I’ve been thinking I want to try to apply urethane pre-infusion, so I painted some urethane, waited over night and infused a small corner of an old mold. This morning it was a huge mess! :frowning: Almost un-demoldable! --But, I’m to blame.

Blunder #1:
As I was pouring hardener into the cup on the scale, I spilled a little. So, after hitting my number, I went across the room to grab a rag with vinegar and I wiped the small spill, then started to pour in the resin. When my gaze shifted from the pouring to look at the weight, I realized the scale had timed out and shut off! @#$! Dang it! Unfortunately, instead of actually thinking, (i.e. doing some math, etc.), like a fool who’s done too much PE in hot weather, I panicked and guessed. (Dumb, Dumb, Dumb!!!) So, I knew the casting would be punky.

Blunder #2:
Months ago I asked someone, (not here), what they used to fix small blemishes. Minwax Spar Urethane. I now suspect that’s not a compatible material?? (I no longer consult that person, BTW! :cool: )

Anyway, I’m not sure if it was my epoxy blunder, or the urethane choice, but the finish was an awful golden brown, stinky mess! (At least where it stayed on the casting anyway!)

What you use is a two part urethane material? I suspect you also accurately measure your resin, and not pour expensive stuff together and hope it’ll just work? :smiley:

I want to try it again, (after I finish scraping my mold), but I obviously don’t want a repeat performance. :slight_smile: Is the product you use fairly idiot proof? I need the UV protection and doing it in the mold sounds like the ticket.

I use single component lacquers and 2K urethanes depending on the demands and expectations of the structure. Not all paint-resin combinations work well. Some will end up tacky, soft, or foggy. Dupli-color Paint shop clear, for example, is hazy with Adtech 820, pefectly clear and hard with MGS L285, and tacky with USC 635. 2K paints are typically less finicky. I use PPG Deltron DC3000 for clean and Deltron Single Stage 2K for color. Klass Kote epoxy paint works well with most resins but doesn’t have good releases with semi-permanents on certain mold surface coats.

I always layup small flat test molds when making a mold. I can then use these test molds to test release/paint/resin combinations before committing them to the primary mold. I’d recommend doing some testing first. :smiley:

How soon after spraying the clear can you start laying in the fabric etc? Say for a wet layup mold?
If it cures and I have to scuff, I’m worried about scratches showing

It depends on the clear-coat and how it is cured. With lacquer I often do the layup after about 1 hour. I either IR cure 2K or force cure it with heat. I have done layups within 30 minutes with this technique. I’ve also let these set for days before doing the layup. I use epoxy so the bonding to the paint has always been good. Many people let 2K cure for 12 to 24 hours before proceeding. Typically you at least want the paint to be dry to the touch.
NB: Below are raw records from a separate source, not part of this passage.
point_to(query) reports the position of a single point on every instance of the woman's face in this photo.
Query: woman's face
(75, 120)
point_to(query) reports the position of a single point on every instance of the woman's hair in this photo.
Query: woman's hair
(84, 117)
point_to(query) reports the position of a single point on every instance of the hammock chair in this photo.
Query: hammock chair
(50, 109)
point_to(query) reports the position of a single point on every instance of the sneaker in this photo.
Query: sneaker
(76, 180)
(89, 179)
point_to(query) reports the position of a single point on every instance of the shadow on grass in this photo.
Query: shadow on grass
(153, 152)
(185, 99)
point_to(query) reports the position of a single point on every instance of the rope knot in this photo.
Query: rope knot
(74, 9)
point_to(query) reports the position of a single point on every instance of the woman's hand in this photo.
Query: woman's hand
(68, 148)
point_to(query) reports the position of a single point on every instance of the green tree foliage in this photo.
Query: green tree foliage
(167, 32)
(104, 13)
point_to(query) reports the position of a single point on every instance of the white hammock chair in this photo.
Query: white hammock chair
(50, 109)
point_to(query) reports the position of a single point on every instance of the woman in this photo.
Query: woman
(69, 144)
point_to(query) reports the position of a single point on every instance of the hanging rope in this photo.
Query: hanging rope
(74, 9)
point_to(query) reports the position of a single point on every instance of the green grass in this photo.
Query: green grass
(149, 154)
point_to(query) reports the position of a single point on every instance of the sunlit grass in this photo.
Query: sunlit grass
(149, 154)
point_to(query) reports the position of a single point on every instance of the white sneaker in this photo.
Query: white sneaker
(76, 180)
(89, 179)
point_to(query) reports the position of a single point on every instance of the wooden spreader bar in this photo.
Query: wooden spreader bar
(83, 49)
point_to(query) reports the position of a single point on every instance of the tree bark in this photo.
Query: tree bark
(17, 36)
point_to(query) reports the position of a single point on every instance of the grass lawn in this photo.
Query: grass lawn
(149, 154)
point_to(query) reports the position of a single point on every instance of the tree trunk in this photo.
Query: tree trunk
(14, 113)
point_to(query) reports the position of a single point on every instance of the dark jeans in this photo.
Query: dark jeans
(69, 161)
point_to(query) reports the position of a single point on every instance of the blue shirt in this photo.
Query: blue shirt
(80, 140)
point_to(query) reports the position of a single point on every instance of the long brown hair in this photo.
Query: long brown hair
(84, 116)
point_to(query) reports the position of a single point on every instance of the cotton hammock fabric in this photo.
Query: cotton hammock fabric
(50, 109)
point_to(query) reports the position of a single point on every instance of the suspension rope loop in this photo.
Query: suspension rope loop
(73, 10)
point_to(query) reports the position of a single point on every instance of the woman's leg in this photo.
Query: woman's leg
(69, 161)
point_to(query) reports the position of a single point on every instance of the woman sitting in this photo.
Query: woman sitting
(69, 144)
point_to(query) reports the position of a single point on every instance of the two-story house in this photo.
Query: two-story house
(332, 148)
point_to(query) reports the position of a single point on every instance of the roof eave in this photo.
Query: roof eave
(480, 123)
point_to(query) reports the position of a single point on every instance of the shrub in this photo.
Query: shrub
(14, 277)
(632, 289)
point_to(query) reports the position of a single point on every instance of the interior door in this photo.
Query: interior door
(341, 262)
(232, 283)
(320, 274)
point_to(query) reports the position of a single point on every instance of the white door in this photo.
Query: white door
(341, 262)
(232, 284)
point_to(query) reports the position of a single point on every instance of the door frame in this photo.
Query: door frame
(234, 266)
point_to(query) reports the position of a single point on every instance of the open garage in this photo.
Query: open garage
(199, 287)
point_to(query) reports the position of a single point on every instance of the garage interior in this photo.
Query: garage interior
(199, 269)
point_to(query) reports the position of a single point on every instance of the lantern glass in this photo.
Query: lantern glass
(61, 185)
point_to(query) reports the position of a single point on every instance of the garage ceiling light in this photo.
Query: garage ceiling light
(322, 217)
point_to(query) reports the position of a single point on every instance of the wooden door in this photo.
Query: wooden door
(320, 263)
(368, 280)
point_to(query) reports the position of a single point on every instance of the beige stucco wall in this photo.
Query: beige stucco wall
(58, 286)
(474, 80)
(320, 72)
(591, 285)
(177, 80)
Again, test it to see how your resin and paint get a long. You can also use .014" mylar to perform test samples. Wax it, shoot several squares with your paint, and then do simple hand layups on them at different time intervals with your resin. Once cured peel them off and see how they look, feel, and bond.

Adam

PM dpaine. I know he was selling the MTI hose until the USA dist. was set up so he might also have some of this.